BALTIMORE-It has been a month since the City of Baltimore’s networks were brought to a standstill by ransomware. On Tuesday, Mayor Bernard “Jack” Young and his cabinet briefed press on the status of the cleanup, which the city’s director of finance has estimated will cost Baltimore $10 million-not including $8 million lost because of deferred or lost revenue while the city was unable to process payments. The recovery remains in its early stages, with less than a third of city employees issued new log-in credentials thus far and many city business functions restricted to paper-based workarounds.

“All city services remain open, and Baltimore is open for business,” Mayor Young said at the briefing, listing off critical services that had continued to function during the network outage. City Finance Director Henry Raymond called the current state of systems “not ideal, but manageable”-some emails and phone services have been restored, and many systems have remained online, but payment processing systems and other tools used to handle transactions with the city remain in manual workaround mode. Department of Public Works Director Rudy Chow warned residents to expect a larger-than-normal water bill in the future, as the city’s smart meters and water billing system are still offline and bills cannot be generated.

Parking tickets and tickets generated by the city’s speed and red light cameras can be paid in person if the ticket is in hand. The city has regained the data for all parking and camera-generated violations up to May 4, but it still lacks the ability to look up violations without the physical paper ticket or process payments electronically, city officials said. And the same is true for many other interactions with the city, which currently require mailing or hand-delivering paper documents and manual workarounds.

City employees are being required to report in person to receive new network and email credentials, presenting a city ID before being allowed to get new passwords. With more than 10,000 city employees needing to go through the process and scattered at offices around the city, the mayor’s deputy chief of staff for operations, Sheryl Goldstein, said that despite it being a time-intensive process, Baltimore City’s Office of Information Technology (BCIT) was working around the clock to make it happen. “It’s been a big push since last week, re-authenticating users,” she said, adding that most city employees should have their login credentials reset by the end of this week.

Writing it off

Despite the growing bill that comes with recovery, Goldstein noted that the city had been discouraged from paying the approximately $70,000 ransom by the Federal Bureau of Investigation. “Even if you pay, you still have to go into your system and make sure they’re out of it,” he said. “You can’t just bring it back up and believe they are gone… we would bear much of these costs regardless.”
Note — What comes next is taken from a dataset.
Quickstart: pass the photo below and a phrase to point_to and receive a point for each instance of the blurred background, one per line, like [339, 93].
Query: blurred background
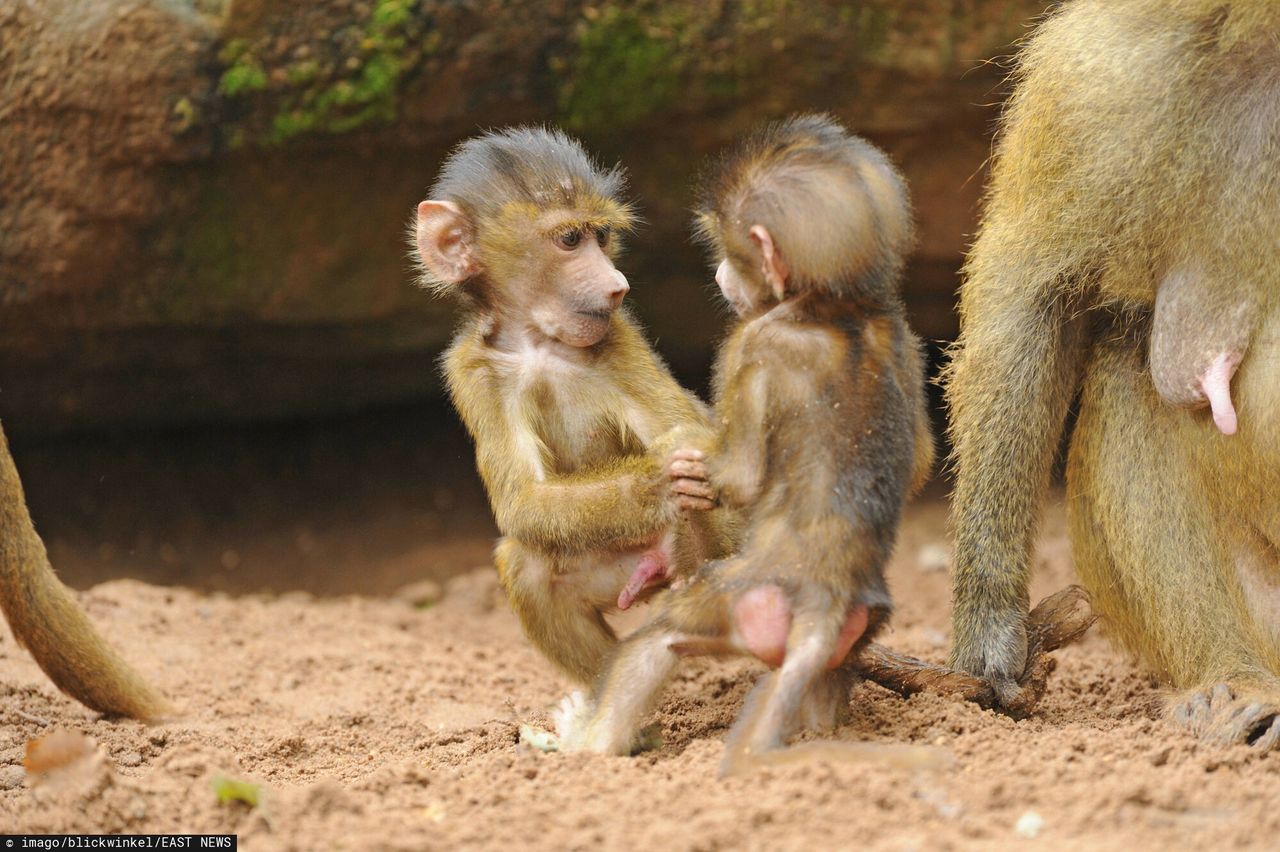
[214, 367]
According to city officials, Baltimore’s IT organization has already purchased more than $1 million in new hardware from Dell under an existing contract. And using a provisional staffing contract, the city has begun to bring in temporary workers to help in malware cleanup. It’s not clear whether the cost of that labor has been fully accounted for in the $10 million Raymond said would be spent on the cleanup itself.

Some of those temporary workers making up the city’s “recovery team” reported for duty on Monday. That effort is running in parallel with the forensic efforts of BCIT, the FBI, and consultants brought in by the city-many of them under emergency contracts that have not yet been made public through the city’s purchasing department and Board of Estimates. Forensic analysis, Goldstein said, may take months, and then the city will review with the FBI and others what can be publicly disclosed about the attack given it is now tied to a federal criminal investigation.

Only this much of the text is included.